/cs242

Primary LanguageJava

CS242 Project

Part A

Run by JAR

To run the whole thing by the cs242.jar:

cd bin/
java -jar cs242.jar <subroutine> [options] <arguments...>

Run by class

To use the Launcher to select which subroutine to run:

javac -cp "./:./lib/commons-cli-1.4.jar:./lib/jsoup-1.11.2.jar:./lib/sqlite-jdbc-3.21.0.jar:./lib/lucene-analyzers-common-7.2.1.jar:./lib/lucene-core-7.2.1.jar" src/edu/ucr/cs242/*.java src/edu/ucr/cs242/crawler/*.java src/edu/ucr/cs242/indexing/*.java
java -cp "./src:./lib/commons-cli-1.4.jar:./lib/jsoup-1.11.2.jar:./lib/sqlite-jdbc-3.21.0.jar:./lib/lucene-analyzers-common-7.2.1.jar:./lib/lucene-core-7.2.1.jar" edu.ucr.cs242.Launcher <subroutine> [options] <arguments...>

A list for subroutines:

  • crawler: Execute the Wikipedia crawler
  • indexer: Execute the Lucene indexer

To compile and run the WikiCrawler:

javac -cp "./:./lib/commons-cli-1.4.jar:./lib/jsoup-1.11.2.jar:./lib/sqlite-jdbc-3.21.0.jar" src/edu/ucr/cs242/*.java src/edu/ucr/cs242/crawler/*.java
java -cp "./src:./lib/commons-cli-1.4.jar:./lib/jsoup-1.11.2.jar:./lib/sqlite-jdbc-3.21.0.jar" edu.ucr.cs242.crawler.WikiCrawler <jdbc-url>

The jdbc-url is required to run the Crawler. An example of jdbc-url:

jdbc:sqlite:pages.db

which will create a SQlite database named pages.db in the same directory running the command above.
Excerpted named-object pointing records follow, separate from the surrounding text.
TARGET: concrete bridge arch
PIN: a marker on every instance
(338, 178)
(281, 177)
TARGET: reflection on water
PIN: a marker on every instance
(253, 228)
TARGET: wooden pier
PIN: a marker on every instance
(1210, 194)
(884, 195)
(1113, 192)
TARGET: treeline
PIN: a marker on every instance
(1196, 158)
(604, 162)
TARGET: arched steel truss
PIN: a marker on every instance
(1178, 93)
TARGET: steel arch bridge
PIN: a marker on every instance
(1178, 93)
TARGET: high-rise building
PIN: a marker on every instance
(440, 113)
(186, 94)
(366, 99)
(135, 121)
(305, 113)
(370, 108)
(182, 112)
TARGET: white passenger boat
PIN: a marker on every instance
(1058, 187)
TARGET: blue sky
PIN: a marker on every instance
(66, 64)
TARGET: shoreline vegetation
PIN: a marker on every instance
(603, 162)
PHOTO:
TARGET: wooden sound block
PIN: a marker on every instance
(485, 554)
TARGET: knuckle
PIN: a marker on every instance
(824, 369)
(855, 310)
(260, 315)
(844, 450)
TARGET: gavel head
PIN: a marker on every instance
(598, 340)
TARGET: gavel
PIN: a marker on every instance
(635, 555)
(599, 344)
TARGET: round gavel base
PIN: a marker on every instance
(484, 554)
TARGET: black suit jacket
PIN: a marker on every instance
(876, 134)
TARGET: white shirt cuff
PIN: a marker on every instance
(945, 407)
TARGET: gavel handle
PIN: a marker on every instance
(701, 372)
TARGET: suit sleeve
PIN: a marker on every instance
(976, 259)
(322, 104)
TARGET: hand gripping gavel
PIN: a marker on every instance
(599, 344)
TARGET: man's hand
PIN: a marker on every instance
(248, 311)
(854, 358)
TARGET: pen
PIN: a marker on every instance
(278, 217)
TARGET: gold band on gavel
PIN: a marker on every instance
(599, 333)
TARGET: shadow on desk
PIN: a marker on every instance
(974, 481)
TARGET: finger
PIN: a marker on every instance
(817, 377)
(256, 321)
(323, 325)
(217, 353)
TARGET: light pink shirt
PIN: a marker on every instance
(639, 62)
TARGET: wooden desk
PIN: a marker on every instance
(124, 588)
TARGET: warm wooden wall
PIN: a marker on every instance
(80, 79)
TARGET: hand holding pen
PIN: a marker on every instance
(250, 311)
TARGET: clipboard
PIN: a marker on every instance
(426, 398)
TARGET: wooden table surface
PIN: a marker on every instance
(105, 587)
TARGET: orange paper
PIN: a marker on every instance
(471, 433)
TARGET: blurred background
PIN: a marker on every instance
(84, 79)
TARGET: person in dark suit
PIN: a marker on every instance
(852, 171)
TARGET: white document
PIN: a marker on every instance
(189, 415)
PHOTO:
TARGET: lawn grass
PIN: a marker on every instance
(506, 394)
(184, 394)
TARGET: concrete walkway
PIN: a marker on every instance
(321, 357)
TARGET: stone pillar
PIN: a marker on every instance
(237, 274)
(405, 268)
To compile and run the Indexer:

javac -cp "./:./lib/commons-cli-1.4.jar:./lib/lucene-analyzers-common-7.2.1.jar:./lib/lucene-core-7.2.1.jar:./lib/sqlite-jdbc-3.21.0.jar" src/edu/ucr/cs242/*.java src/edu/ucr/cs242/indexing/*.java
java -cp "./src:./lib/commons-cli-1.4.jar:./lib/lucene-analyzers-common-7.2.1.jar:./lib/lucene-core-7.2.1.jar:./lib/sqlite-jdbc-3.21.0.jar" edu.ucr.cs242.indexing.Indexer <jdbc-url> <index-output-path>

The jdbc-url is the same as the one in WikiCrawler, while index-output-path is the Lucene's index output path, which should be created before running the Indexer.

An example for index-output-path:

./index/

which will save all the indexes generated by Lucene in folder index under current directory.


To perform a cleanup:

find src/ -type f -name "*.class" -delete